Hessen war im Jahr 2000 das erste Bundesland, das mit der Einführung von Videoüberwachung öffentlicher Straßen und Plätze begonnen hat. Dass dies der richtige Weg gewesen sei, zeigen die guten Ergebnisse an verschiedenen Plätzen. „Am 22. Dezember 2000 beispielsweise wurde die Anlage an der Konstablerwache in Frankfurt installiert, und gerade dieser Ort macht deutlich, wo Videoüberwachung erfolgsversprechend eingesetzt werden kann: denn ich möchte denjenigen, die Angst haben, dass ihnen die Handtasche gestohlen wird nicht sagen, sie sollen keine 2 Handtasche mit in die Stadt nehmen. Ich möchte, dass der potentielle Täter Abstand von seiner Tat nimmt und dazu kann die Videoüberwachung neben der Präsenz von Polizeibeamten einen effektiven Beitrag leisten“, führte Rhein mit Blick auf Hessens Vorreiterrolle in Sachen Videoüberwachung aus.

  • Und, die Erfahrungen zeigen nach wie vor, dass mit Hilfe der Videoüberwachung
  • potenzielle Täter von der Begehung von Straftaten abgeschreckt werden,
  • beim Erkennen von Gefährdungen und Straftaten unmittelbar polizeiliche Maßnahmen getroffen sowie
  • bei begangenen Straftaten Beweissicherungs- und Identifizierungsmaßnahmen durchgeführt werden können.

„Natürlich wissen wir, dass teilweise Videoüberwachung kein Allheilmittel ist, aber sie führt an bestimmten neuralgischen Örtlichkeiten einer Stadt wie beispielsweise Bahnhofsvorplätzen, U-Bahnstationen und Bereichen mit bekanntermaßen erhöhter Kriminalität dazu, dass es einen positiven Effekt auf das Sicherheitsgefühl der Bevölkerung gibt. Und, wer behauptet, dass mit der Überwachung derartiger Örtlichkeiten durch Videokameras würden nur alle Bürger unter Generalverdacht gestellt, der geht schon sehr leichtfertig mit dem Sicherheitsbedürfnis der Bürgerinnen und Bürger um“, stellte der Innenminister mit Blick auf das Sicherheitsgefühl der Bevölkerung klar.

Daher unterstützt die Landesregierung Kommunen, die Videoüberwachung im öffentlichen Raum planen.

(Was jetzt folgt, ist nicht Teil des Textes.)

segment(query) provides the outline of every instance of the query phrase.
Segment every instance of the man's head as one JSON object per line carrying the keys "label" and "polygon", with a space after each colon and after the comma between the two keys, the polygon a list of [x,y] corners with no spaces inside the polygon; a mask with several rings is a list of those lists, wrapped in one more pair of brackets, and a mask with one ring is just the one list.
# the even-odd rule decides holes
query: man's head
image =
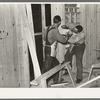
{"label": "man's head", "polygon": [[82,30],[83,30],[83,27],[81,25],[77,25],[72,29],[72,31],[77,34],[80,33]]}
{"label": "man's head", "polygon": [[61,17],[59,15],[54,16],[53,23],[57,24],[57,27],[61,24]]}
{"label": "man's head", "polygon": [[83,30],[83,27],[81,25],[77,25],[75,28],[78,30],[79,33]]}

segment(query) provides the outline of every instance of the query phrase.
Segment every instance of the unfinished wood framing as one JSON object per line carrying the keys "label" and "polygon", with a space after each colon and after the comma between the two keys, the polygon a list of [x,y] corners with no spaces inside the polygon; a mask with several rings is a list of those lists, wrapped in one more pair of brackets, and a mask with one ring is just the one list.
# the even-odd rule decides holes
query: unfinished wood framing
{"label": "unfinished wood framing", "polygon": [[[33,32],[30,7],[30,4],[0,5],[0,87],[30,86],[28,46],[25,37],[26,28],[30,33]],[[29,21],[29,27],[24,23],[25,20]]]}
{"label": "unfinished wood framing", "polygon": [[80,21],[86,34],[84,66],[89,66],[100,57],[100,53],[95,51],[100,49],[100,5],[81,4],[80,11]]}

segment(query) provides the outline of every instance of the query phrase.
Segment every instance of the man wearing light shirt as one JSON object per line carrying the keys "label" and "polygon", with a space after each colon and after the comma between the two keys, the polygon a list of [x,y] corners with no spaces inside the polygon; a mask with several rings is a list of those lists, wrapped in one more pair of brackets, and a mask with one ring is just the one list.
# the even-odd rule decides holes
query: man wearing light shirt
{"label": "man wearing light shirt", "polygon": [[73,28],[73,35],[70,37],[68,42],[73,46],[71,50],[69,49],[65,54],[65,61],[70,61],[70,65],[72,67],[72,57],[76,56],[76,67],[77,67],[77,75],[76,75],[76,83],[80,83],[83,79],[83,54],[85,50],[85,34],[83,32],[83,27],[81,25],[77,25]]}

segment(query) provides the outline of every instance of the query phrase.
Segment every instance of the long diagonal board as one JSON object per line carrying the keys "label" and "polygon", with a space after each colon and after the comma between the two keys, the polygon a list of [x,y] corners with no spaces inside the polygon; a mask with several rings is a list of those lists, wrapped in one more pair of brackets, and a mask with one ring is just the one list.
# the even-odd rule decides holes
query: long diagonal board
{"label": "long diagonal board", "polygon": [[54,68],[52,68],[51,70],[47,71],[46,73],[42,74],[40,77],[36,78],[35,80],[31,81],[30,84],[32,85],[32,87],[47,87],[46,84],[46,79],[48,79],[49,77],[51,77],[52,75],[54,75],[55,73],[57,73],[58,71],[60,71],[61,69],[66,68],[68,70],[69,76],[71,78],[72,84],[75,87],[76,84],[74,82],[74,78],[70,69],[70,65],[69,62],[65,62],[63,64],[57,65]]}

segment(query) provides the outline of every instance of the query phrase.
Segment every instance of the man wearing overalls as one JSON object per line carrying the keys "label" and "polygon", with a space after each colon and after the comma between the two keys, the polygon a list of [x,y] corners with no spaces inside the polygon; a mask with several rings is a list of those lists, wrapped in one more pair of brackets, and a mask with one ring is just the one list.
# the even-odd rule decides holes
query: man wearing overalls
{"label": "man wearing overalls", "polygon": [[81,25],[77,25],[73,28],[73,35],[70,37],[68,42],[73,46],[73,48],[67,51],[65,54],[65,61],[70,61],[70,65],[72,67],[72,57],[76,56],[76,67],[77,67],[77,75],[76,75],[76,83],[80,83],[83,79],[83,54],[85,50],[85,34],[83,32],[83,27]]}
{"label": "man wearing overalls", "polygon": [[[59,31],[58,27],[61,24],[61,17],[59,15],[54,16],[53,18],[53,25],[47,28],[46,34],[44,34],[44,40],[46,42],[45,45],[45,71],[49,71],[53,67],[59,64],[59,61],[56,58],[56,48],[57,43],[66,43],[67,36],[62,36]],[[56,73],[51,78],[53,78],[53,83],[56,84],[58,82],[59,74]],[[49,78],[47,81],[49,81]]]}

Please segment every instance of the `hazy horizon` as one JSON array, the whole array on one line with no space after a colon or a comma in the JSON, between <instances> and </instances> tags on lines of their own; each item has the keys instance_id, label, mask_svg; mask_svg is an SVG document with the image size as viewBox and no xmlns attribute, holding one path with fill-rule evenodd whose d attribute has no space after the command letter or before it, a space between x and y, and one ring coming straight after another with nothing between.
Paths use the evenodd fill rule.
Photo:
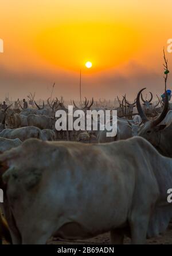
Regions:
<instances>
[{"instance_id":1,"label":"hazy horizon","mask_svg":"<svg viewBox=\"0 0 172 256\"><path fill-rule=\"evenodd\" d=\"M170 0L7 0L1 4L1 100L50 96L114 100L163 92L163 47L172 37ZM169 69L172 54L166 54ZM87 69L85 63L92 62ZM172 70L172 69L171 69ZM167 87L172 88L170 73Z\"/></svg>"}]
</instances>

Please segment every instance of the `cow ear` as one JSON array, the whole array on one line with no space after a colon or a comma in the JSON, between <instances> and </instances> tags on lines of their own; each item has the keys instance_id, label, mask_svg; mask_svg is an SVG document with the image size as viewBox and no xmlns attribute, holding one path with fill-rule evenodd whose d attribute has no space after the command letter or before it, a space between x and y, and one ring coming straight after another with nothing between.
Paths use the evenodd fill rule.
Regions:
<instances>
[{"instance_id":1,"label":"cow ear","mask_svg":"<svg viewBox=\"0 0 172 256\"><path fill-rule=\"evenodd\" d=\"M161 125L158 126L157 126L157 131L161 131L162 130L163 130L166 128L167 126L167 125Z\"/></svg>"}]
</instances>

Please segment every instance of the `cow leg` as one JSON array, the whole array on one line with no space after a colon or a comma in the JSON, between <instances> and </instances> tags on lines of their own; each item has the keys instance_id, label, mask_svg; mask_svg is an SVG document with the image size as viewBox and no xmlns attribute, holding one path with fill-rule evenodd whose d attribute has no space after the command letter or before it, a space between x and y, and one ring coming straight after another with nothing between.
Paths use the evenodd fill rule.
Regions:
<instances>
[{"instance_id":1,"label":"cow leg","mask_svg":"<svg viewBox=\"0 0 172 256\"><path fill-rule=\"evenodd\" d=\"M129 220L131 233L132 244L144 244L149 222L149 216L136 213Z\"/></svg>"},{"instance_id":2,"label":"cow leg","mask_svg":"<svg viewBox=\"0 0 172 256\"><path fill-rule=\"evenodd\" d=\"M120 229L113 229L111 231L111 244L123 244L124 235Z\"/></svg>"}]
</instances>

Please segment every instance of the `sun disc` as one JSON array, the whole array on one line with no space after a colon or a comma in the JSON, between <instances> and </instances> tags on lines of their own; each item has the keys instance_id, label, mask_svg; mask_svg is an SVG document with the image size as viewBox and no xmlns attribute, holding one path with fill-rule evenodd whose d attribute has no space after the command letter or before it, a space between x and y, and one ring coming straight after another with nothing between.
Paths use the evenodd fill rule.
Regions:
<instances>
[{"instance_id":1,"label":"sun disc","mask_svg":"<svg viewBox=\"0 0 172 256\"><path fill-rule=\"evenodd\" d=\"M90 69L92 67L92 63L90 61L87 61L85 63L85 66L87 69Z\"/></svg>"}]
</instances>

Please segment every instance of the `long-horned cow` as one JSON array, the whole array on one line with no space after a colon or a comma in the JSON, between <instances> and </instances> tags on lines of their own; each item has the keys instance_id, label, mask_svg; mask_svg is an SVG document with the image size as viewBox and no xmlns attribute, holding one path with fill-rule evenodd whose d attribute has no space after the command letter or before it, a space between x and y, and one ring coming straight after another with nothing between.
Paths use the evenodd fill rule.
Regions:
<instances>
[{"instance_id":1,"label":"long-horned cow","mask_svg":"<svg viewBox=\"0 0 172 256\"><path fill-rule=\"evenodd\" d=\"M166 100L162 113L153 121L149 121L145 115L140 103L141 92L146 88L142 89L137 97L138 111L144 123L139 131L138 135L148 140L163 155L172 157L172 122L167 125L161 125L169 111L169 100L166 92Z\"/></svg>"},{"instance_id":2,"label":"long-horned cow","mask_svg":"<svg viewBox=\"0 0 172 256\"><path fill-rule=\"evenodd\" d=\"M143 244L165 232L172 216L172 159L141 137L96 145L30 139L0 163L15 244L108 231L112 243L122 243L128 228L131 243Z\"/></svg>"}]
</instances>

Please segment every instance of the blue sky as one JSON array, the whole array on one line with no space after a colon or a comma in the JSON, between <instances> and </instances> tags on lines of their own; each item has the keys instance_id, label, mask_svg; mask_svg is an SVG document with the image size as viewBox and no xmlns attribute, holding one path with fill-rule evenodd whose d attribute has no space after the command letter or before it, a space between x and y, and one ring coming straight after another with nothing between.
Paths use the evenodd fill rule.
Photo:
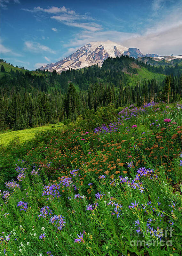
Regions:
<instances>
[{"instance_id":1,"label":"blue sky","mask_svg":"<svg viewBox=\"0 0 182 256\"><path fill-rule=\"evenodd\" d=\"M182 0L1 0L1 58L35 69L90 42L182 54Z\"/></svg>"}]
</instances>

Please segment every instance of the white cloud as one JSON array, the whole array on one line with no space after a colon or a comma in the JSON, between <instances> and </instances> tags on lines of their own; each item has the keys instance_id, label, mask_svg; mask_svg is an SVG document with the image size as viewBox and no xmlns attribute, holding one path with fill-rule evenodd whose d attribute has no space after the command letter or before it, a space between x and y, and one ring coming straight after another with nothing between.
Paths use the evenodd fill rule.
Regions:
<instances>
[{"instance_id":1,"label":"white cloud","mask_svg":"<svg viewBox=\"0 0 182 256\"><path fill-rule=\"evenodd\" d=\"M55 32L58 32L58 29L56 29L55 28L52 28L51 29L52 30L53 30L53 31L54 31Z\"/></svg>"},{"instance_id":2,"label":"white cloud","mask_svg":"<svg viewBox=\"0 0 182 256\"><path fill-rule=\"evenodd\" d=\"M32 52L38 53L40 52L47 52L54 54L56 54L55 51L53 51L47 46L41 45L39 43L26 41L25 42L25 49Z\"/></svg>"},{"instance_id":3,"label":"white cloud","mask_svg":"<svg viewBox=\"0 0 182 256\"><path fill-rule=\"evenodd\" d=\"M57 13L59 13L60 12L66 12L69 14L71 14L72 15L75 14L75 12L74 11L72 11L70 9L67 9L64 6L63 6L62 7L55 7L54 6L52 7L48 8L47 9L44 9L44 8L42 8L40 6L37 7L34 7L33 10L30 10L29 9L22 8L21 10L23 11L25 11L27 12L47 12L49 13L54 13L56 14Z\"/></svg>"},{"instance_id":4,"label":"white cloud","mask_svg":"<svg viewBox=\"0 0 182 256\"><path fill-rule=\"evenodd\" d=\"M45 60L46 60L46 61L47 61L49 62L51 62L51 60L50 60L49 59L48 59L46 56L44 56L44 58Z\"/></svg>"},{"instance_id":5,"label":"white cloud","mask_svg":"<svg viewBox=\"0 0 182 256\"><path fill-rule=\"evenodd\" d=\"M0 51L1 54L10 54L15 56L22 56L22 54L14 52L11 49L5 47L1 44L0 45Z\"/></svg>"},{"instance_id":6,"label":"white cloud","mask_svg":"<svg viewBox=\"0 0 182 256\"><path fill-rule=\"evenodd\" d=\"M47 63L42 63L40 62L38 62L37 63L36 63L34 65L34 67L36 69L39 69L43 66L45 66L47 65Z\"/></svg>"}]
</instances>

Eine Arbeitsgruppe der Polizei hat dazu „Handlungsempfehlungen für die Errichtung und den Betrieb von Videoüberwachungsanlagen im öffentlichen Raum“ erarbeitet sowie die wichtigsten Informationen „auf einen Blick“ zusammengefasst. „Der Einsatz moderner Videotechnik kann nur auf Dauer Erfolg haben, wenn er in ein polizeiliches Gesamt3 und Begleitkonzept insbesondere für die nähere Umgebung der videoüberwachten Plätze eingepasst ist. Dieses Konzept wiederum muss auf die jeweiligen örtlichen Gegebenheiten abgestimmt sein. Deshalb ist eine enge Zusammenarbeit zwischen der Vollzugspolizei und der Kommune sehr wichtige“, erläuterte Boris Rhein. So konnten im Rahmen der Videoüberwachung durch die Kommunen auch 36 gefahrenabwehrende Maßnahmen durchgeführt werden und zudem 23 strafrechtlich relevante Sachverhalte festgestellt werden.

Gerade am Beispiel der Konstablerwache, wo neben der Videoüberwachungsanlage am Hofheimer Bahnhof im Dezember 2000 die erste Videoüberwachungsanlage eingerichtet wurde, lässt sich aufzeigen, dass ein Kriminalitätsbrennpunkt nachhaltig entschärft werden konnte. Vor Einführung der Videoüberwachung (Jahr 2000: 547 Fäll) lagen die Fallzahlen wesentlich höher als heute (2009: 249 Fälle bzw. -54,5 %). Besonders erfreulich ist in diesem Zusammenhang, dass es gelungen ist, gerade Deliktsformen der Straßenkriminalität, die das Sicherheitsgefühl der Bevölkerung negativ beeinflussen können, zu reduzieren. So haben sich beispielsweise die Raubstraftaten im videoüberwachten Bereich der Konstablerwache seit Einführung der Videoüberwachung halbiert. Ebenso sind die registrierten Diebstähle von 143 Fällen auf 41 Fälle in 2009 zurückgegangen. Auch die Rauschgiftkriminalität konnte nachhaltig reduziert werden (2000: 295 Fälle; 2009: 157 Fälle). Auch in den umliegenden Referenzbereichen (nicht videoüberwachte B-Ebene und Passage der Konstablerwache) ist eine direkte Verdrängung der Szene durch die begleitenden Konzepte des Polizeipräsidiums Frankfurt und der Stadtpolizei verhindert werden.

Bis zum Frühjahr 2011 werden hessenweit voraussichtlich in 13 Städten 16 Bildaufzeichnungsanlagen mit insgesamt 83 Kameras in Betrieb sein. Die hessische Landesregierung stellt jährlich € 300.000 für die Förderung der Errichtung von Videoüberwachungsanlagen durch die Kommunen bereit.